Dresser, armoire or chest?

Posted on: November 10th, 2016

What is the difference between them? In which instances would be the appropriate use of each? Let’s find out.



Dresser. The term “Dresser” is actually an abbreviated form of the term “Dressing Table”, and “lowboy” is actually the correct American collectors term for the dressing table, or vanity (sometimes also called a “bureau”). It is a small table that has multiple parallel, horizontal drawers stacked one above another and usually comes with an attached mirror, called a “lowboy” in contrast to the “tallboy” or “highboy” chest of drawers.





Another term for a dressing table equipped with mirrors is vanity and is traditionally used applying makeup or fashion accessories.

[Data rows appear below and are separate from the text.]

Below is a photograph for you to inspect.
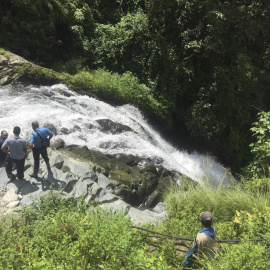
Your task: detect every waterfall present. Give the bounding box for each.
[0,84,232,184]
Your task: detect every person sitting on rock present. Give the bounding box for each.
[0,130,8,162]
[1,126,27,180]
[182,211,216,268]
[29,121,53,178]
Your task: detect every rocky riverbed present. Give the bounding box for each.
[0,134,193,225]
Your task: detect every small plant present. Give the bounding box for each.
[0,48,10,59]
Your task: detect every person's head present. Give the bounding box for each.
[1,130,8,139]
[200,212,213,228]
[32,121,39,130]
[13,126,21,136]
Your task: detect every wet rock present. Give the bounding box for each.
[60,127,70,134]
[44,123,57,135]
[96,119,133,134]
[73,125,81,132]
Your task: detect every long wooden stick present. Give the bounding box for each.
[131,226,270,244]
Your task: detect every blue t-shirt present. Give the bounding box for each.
[29,127,53,148]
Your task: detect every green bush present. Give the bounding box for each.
[202,242,270,270]
[0,192,170,269]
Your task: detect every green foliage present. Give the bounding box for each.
[0,0,96,63]
[163,181,270,239]
[0,192,170,269]
[0,48,10,59]
[202,242,270,270]
[71,69,170,119]
[244,111,270,178]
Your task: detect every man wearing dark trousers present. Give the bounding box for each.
[29,121,53,178]
[1,126,27,180]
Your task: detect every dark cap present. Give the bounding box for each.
[13,126,21,135]
[200,212,213,223]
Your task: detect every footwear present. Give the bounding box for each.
[29,169,38,178]
[7,174,15,180]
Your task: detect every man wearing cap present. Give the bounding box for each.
[1,126,27,180]
[182,211,216,268]
[0,130,8,162]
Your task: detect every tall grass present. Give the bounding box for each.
[165,181,270,224]
[160,178,270,242]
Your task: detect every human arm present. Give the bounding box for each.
[182,237,199,267]
[29,133,35,149]
[24,148,28,158]
[1,140,9,155]
[1,146,9,155]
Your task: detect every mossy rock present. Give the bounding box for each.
[109,170,132,183]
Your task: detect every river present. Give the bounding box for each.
[0,83,232,184]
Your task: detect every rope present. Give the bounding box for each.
[131,226,270,244]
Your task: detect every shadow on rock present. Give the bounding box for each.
[44,171,67,191]
[8,178,39,196]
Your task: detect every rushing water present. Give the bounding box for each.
[0,84,232,184]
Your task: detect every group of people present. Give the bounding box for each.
[0,121,53,180]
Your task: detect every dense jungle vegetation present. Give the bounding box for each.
[1,0,270,171]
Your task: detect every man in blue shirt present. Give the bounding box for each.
[29,121,53,178]
[182,212,216,268]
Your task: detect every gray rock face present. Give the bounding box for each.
[0,51,28,85]
[0,136,194,225]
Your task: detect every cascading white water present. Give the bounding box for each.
[0,84,232,184]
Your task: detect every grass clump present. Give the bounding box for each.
[0,48,10,59]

Armoire. Armoire is a French word that refers to any tall, free-standing, ornate cupboard.  It may be rectangular or square, narrow or broad. Also known as a wardrobe, this furniture piece is typically bigger and taller than a dresser, and is usually a standing closet used for storing clothes. The earliest wardrobe was a chest, and it was not until some degree of luxury was attained in regal palaces and the castles of powerful nobles that separate accommodation was provided for the apparel of the great. The name of wardrobe was then given to a room in which the wall space was filled with cupboards and lockers, the drawer being a comparatively modern invention. From these cupboards and lockers, the modern wardrobe, with its hanging spaces, sliding shelves and drawers, evolved slowly.





And finally, the “Chest of Drawers”. The difference between a chest of drawers and a dresser lies in the fact that a chest of drawers contains only drawers and the top space with no attached mirror. A dresser will also have drawers for storing folded clothing and lingerie but it also normally has an attached mirror. A chest of drawers commonly comes with three, four or six drawers.